Dharel Placido, ABS-CBN News

Posted at Sep 19 2018 01:22 PM | Updated as of Sep 19 2018 05:54 PM

Former Interior Secretary Mar Roxas and President Rodrigo Duterte. File

MANILA - Former Interior Secretary Mar Roxas on Tuesday gave some unsolicited advice to President Rodrigo Duterte on how to solve the rising food prices, but Malacañang just shrugged it off.

In a Facebook post, Roxas, the opposition Liberal Party's presidential bet in 2016, said while he and the administration differ on many issues, it is important to be united now to solve the rising prices of goods, especially rice.

Roxas, also a former trade minister, said the minimum access volume, or the amount of rice imports allowed to enter the country with lower tariffs, should be increased to 1.5 million metric tons.

He also urged fast food chains, malls, supermarket chains, groceries, and all large users to “independently source and import their own needs” so they would not have to get their share from the national stockpile.

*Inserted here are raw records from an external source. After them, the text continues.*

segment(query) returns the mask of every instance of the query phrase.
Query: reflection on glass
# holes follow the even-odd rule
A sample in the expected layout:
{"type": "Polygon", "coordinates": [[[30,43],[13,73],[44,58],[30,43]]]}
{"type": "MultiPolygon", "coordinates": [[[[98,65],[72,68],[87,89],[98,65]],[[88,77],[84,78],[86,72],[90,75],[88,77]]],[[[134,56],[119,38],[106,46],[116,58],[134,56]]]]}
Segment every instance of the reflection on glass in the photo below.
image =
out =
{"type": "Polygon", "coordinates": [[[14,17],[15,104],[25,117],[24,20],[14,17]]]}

He also suggested that the National Food Authority relax certain rules to allow "any and all in the private sector to import rice." 

In the short term, he said, these measures will “provide a definite physical buffer, put a definite time frame for when supply tightness will end, and induce hoarders to release their stocks."

“Meanwhile, to ease the farmers plight, also consider adding all farmer families to the CCT (conditional cash transfer) program,” Roxas told Duterte. 

For the medium term, Roxas suggested to Duterte to repeal the Tax Reform for Acceleration and Inclusion Law, and promote industrialized farming to increase capital investment in agriculture.

Presidential Spokesperson Harry Roque said he was not aware of Roxas’ suggestions.

“Pero dahil sa kaniyang karanasan doon sa Leyte ay mabuti pong manahimik na siyang muli,” Roque told dzRH, referring to the previous administration’s response to super typhoon Yolanda.

(But because of his experience there in Leyte, it's better for him to just be quiet.) 

Consumer prices rose 6.4 percent in August, as damage from monsoon rains drove up prices. The government hoped inflation would taper off in September.